Paul and his family served with Mennonite Central Committee in Poland in the early 1980s, and this provided an opportunity for Paul to study at the Jagiellonian University in Krakow, and Warsaw University.
Before coming to Goshen, he taught at Indiana University in Bloomington, Indiana and at the College of Charleston in Charleston, South Carolina. More recently he spent a year as visiting professor at the Friedrich Schiller University in Jena, Germany.
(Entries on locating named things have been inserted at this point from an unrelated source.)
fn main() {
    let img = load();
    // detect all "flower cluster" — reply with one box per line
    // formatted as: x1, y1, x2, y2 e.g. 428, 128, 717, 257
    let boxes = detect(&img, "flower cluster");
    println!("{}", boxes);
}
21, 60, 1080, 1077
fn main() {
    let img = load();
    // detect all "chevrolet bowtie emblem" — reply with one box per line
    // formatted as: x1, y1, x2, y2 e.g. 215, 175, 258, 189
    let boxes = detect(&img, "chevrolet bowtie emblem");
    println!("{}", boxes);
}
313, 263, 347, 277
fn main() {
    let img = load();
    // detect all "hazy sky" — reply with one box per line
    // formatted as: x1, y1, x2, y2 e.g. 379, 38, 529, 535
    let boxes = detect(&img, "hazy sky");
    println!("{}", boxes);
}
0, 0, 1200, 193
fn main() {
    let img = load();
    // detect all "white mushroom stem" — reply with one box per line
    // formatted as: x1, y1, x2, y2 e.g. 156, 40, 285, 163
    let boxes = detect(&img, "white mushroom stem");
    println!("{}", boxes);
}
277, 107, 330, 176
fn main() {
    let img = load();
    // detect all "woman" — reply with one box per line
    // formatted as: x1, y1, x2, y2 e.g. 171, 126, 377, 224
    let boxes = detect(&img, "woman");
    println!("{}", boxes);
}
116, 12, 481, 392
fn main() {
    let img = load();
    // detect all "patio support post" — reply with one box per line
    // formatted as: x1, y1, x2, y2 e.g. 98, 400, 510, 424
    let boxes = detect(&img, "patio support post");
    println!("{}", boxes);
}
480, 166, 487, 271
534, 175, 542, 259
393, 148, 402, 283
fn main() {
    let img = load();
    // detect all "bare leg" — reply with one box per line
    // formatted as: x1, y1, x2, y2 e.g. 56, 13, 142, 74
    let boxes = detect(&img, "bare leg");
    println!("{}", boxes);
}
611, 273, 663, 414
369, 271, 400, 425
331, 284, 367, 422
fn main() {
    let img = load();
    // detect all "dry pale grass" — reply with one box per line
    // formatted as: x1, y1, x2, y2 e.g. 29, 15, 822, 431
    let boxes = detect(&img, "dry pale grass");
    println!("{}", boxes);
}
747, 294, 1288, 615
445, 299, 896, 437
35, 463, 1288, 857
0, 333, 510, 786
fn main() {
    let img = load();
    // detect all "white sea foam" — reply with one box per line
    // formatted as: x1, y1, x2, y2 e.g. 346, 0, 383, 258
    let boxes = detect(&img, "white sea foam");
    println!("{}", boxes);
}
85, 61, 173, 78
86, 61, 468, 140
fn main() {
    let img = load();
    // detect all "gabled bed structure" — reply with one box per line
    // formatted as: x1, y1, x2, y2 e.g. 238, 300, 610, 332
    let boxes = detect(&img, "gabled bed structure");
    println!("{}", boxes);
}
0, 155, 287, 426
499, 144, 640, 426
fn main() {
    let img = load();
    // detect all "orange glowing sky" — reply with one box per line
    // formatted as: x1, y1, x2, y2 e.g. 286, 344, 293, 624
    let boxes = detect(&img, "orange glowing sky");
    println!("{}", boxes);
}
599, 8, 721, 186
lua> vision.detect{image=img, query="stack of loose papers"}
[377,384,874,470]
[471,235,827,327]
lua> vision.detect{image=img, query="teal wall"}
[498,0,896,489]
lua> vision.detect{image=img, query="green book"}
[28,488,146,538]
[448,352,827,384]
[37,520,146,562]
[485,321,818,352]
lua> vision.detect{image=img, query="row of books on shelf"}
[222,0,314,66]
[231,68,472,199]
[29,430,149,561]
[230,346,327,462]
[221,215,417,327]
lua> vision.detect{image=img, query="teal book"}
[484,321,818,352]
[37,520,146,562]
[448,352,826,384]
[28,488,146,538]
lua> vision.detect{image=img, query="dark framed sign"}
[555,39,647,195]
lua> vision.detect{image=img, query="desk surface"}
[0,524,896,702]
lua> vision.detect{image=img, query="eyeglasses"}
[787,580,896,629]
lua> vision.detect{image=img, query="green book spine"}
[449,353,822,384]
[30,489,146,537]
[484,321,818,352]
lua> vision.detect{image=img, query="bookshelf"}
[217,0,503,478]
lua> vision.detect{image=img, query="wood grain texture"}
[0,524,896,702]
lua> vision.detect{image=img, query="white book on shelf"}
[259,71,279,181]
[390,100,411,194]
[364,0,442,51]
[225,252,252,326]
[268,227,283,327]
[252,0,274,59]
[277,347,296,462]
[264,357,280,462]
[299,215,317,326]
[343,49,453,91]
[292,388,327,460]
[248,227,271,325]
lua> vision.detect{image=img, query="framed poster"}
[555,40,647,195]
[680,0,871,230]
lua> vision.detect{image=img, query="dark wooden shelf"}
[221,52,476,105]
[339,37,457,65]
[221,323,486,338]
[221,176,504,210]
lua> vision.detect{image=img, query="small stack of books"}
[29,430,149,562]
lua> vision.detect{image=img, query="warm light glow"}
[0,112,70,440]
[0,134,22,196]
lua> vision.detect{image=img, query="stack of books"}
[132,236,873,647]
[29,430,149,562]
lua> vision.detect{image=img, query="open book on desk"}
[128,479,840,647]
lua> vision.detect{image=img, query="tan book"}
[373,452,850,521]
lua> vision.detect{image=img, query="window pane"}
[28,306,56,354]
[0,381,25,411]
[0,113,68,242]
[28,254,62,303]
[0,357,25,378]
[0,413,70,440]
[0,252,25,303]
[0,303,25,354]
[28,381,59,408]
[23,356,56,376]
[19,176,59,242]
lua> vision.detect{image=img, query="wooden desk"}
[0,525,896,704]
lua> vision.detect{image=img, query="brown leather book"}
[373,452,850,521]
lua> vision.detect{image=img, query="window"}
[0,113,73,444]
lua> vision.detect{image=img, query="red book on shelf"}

Loren Johns is our guest speaker February 2015, with a presentation titled “Anabaptist Approaches to Scripture: What Is Different and Why?“
Loren’s educational background includes a B.A. in Bible from Goshen College, a Master of Divinity degree from AMBS, and a Ph.D. degree from Princeton Theological Seminary in 1998. He was Professor of Religion at Bluffton College from 1993-2000, Academic Dean at AMBS from 2000-2007, and is currently Professor of New Testament and Director of the Master of Divinity Program at AMBS. In addition, Loren edits the Believers’ Church Bible Commentary and is New Testament Editor of the Anabaptist Dictionary of the Bible. He is a former pastor and has authored numerous scholarly articles.